Podem ainda declarar apoio público a resoluções de paz, reconhecimento da Palestina e medidas humanitárias, suspender o comércio de armas, cooperação militar ou financiamento a empresas envolvidas no conflito que violem direitos humanos, cooperar com as investigações e os tribunais internacionais, reconhecer formalmente o Estado da Palestina ou destinar ajuda humanitária sem intermediários que limitem a ação.
A urgência do momento
Atualmente, desde 9 de setembro, está a decorrer a 80ª Sessão da Assembleia Geral da ONU que entrará na sua semana de intervenções dos chefes de Estado a partir de 22 de setembro. A 18 de Setembro próximo terminará o período de 12 meses dado a Israel para terminar a ocupação e as ações militares. Neste contexto, os dias 23 a 29 de setembro podem ser decisivos, sendo espectável que os Estados membro votem novas resoluções ou adotem compromissos para acelerar o alcançar de um cessar-fogo, da proteção dos civis e da responsabilização de Israel.

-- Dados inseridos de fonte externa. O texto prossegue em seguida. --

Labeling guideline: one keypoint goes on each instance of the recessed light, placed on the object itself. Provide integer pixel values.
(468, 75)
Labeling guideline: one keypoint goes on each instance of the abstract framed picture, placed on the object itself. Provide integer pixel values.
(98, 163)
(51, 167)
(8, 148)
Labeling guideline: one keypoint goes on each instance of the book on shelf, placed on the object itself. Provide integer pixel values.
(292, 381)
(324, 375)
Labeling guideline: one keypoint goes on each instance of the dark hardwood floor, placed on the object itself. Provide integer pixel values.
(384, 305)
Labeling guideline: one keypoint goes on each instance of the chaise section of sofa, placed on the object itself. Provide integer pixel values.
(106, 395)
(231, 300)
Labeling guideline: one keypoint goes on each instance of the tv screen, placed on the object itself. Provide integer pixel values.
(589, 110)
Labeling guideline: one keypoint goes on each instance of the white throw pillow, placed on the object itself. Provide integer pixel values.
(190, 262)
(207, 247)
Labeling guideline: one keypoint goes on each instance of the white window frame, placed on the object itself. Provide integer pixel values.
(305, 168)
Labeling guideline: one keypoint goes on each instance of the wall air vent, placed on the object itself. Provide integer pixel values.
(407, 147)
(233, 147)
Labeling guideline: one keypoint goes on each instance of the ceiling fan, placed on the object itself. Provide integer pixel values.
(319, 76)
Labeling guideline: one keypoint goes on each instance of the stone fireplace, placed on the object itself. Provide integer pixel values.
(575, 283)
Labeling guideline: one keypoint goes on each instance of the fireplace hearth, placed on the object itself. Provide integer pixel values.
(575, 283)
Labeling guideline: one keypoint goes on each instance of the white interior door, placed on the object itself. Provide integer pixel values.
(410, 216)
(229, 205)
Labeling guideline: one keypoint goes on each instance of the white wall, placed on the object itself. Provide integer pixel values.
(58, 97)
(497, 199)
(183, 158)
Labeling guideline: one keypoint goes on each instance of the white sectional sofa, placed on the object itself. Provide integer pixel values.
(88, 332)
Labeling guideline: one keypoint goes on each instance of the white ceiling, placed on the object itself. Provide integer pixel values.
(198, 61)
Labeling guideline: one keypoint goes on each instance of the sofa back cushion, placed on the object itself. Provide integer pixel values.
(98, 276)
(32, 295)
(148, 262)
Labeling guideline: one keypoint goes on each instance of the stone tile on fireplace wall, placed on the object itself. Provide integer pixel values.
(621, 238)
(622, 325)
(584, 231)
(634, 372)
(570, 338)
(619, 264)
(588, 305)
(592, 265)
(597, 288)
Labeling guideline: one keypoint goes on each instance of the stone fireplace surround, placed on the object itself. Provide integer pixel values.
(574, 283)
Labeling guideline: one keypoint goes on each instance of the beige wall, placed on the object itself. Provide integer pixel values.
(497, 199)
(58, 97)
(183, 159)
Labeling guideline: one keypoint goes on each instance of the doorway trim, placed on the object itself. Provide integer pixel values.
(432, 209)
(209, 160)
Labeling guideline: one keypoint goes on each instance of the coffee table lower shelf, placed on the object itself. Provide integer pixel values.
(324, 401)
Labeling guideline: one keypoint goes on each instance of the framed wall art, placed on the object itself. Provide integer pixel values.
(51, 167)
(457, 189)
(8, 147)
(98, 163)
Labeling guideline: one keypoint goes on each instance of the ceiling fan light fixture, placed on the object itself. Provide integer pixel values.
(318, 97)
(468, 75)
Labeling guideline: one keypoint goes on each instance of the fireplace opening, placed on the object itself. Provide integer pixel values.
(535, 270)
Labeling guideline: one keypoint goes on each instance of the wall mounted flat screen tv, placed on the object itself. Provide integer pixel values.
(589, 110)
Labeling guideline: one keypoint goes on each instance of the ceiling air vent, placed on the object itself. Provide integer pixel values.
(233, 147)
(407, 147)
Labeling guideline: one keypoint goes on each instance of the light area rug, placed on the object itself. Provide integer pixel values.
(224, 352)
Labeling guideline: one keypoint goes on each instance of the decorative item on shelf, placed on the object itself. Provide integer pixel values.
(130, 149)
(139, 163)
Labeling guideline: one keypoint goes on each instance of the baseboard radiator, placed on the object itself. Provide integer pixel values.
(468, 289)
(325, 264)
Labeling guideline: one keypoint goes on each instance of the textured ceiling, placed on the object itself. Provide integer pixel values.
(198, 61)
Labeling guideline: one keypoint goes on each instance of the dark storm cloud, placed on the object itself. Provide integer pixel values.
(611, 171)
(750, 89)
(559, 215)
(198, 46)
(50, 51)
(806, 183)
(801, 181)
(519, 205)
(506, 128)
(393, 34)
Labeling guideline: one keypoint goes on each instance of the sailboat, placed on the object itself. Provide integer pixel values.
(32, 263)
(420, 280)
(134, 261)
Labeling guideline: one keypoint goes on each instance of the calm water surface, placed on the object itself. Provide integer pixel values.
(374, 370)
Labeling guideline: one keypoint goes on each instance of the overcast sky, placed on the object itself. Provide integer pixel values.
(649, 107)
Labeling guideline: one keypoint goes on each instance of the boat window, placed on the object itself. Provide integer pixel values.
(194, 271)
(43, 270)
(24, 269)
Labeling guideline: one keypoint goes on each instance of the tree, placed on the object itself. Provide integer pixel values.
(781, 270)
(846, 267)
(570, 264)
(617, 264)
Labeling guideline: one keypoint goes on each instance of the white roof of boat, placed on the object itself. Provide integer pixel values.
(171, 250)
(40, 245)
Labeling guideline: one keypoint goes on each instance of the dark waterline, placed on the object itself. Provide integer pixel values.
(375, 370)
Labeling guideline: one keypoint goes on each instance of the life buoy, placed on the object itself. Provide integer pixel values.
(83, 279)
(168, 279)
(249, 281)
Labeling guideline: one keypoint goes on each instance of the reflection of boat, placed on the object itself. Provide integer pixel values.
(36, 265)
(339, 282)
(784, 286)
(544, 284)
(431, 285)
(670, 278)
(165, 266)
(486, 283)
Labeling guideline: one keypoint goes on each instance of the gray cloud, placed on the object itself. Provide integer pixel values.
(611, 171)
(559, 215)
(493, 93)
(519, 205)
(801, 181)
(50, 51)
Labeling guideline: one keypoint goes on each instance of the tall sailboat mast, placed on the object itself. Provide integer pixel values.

A iniciativa enquadra esta luta como uma corrida contra o tempo: cada dia de inação significa mais mortos, mais deslocados e maior normalização do genocídio como ferramenta política. Sublinha que está em causa a própria credibilidade da comunidade internacional e que a impunidade institucional é a maior responsável pelo fim do direito internacional. Segundo ela, ou se age agora ou arrisca-se a que a atuação fora do quadro do direito internacional se consolide estruturalmente como modelo reconhecido de violência de Estado.
Por fim, a Lifeline for Palestine lembra-nos que a neutralidade é cumplicidade e que a História julgará o silêncio de hoje — tal como hoje julgamos os que se mantiveram calados perante o Holocausto, o genocídio no Ruanda ou o massacre de Srebrenica. Parafraseando o título do recente livro de Omar El Akkad, a iniciativa adverte que “dentro de alguns anos todos dirão que sempre se opuseram a este genocídio. Mas é agora que as pessoas de consciência devem agir.”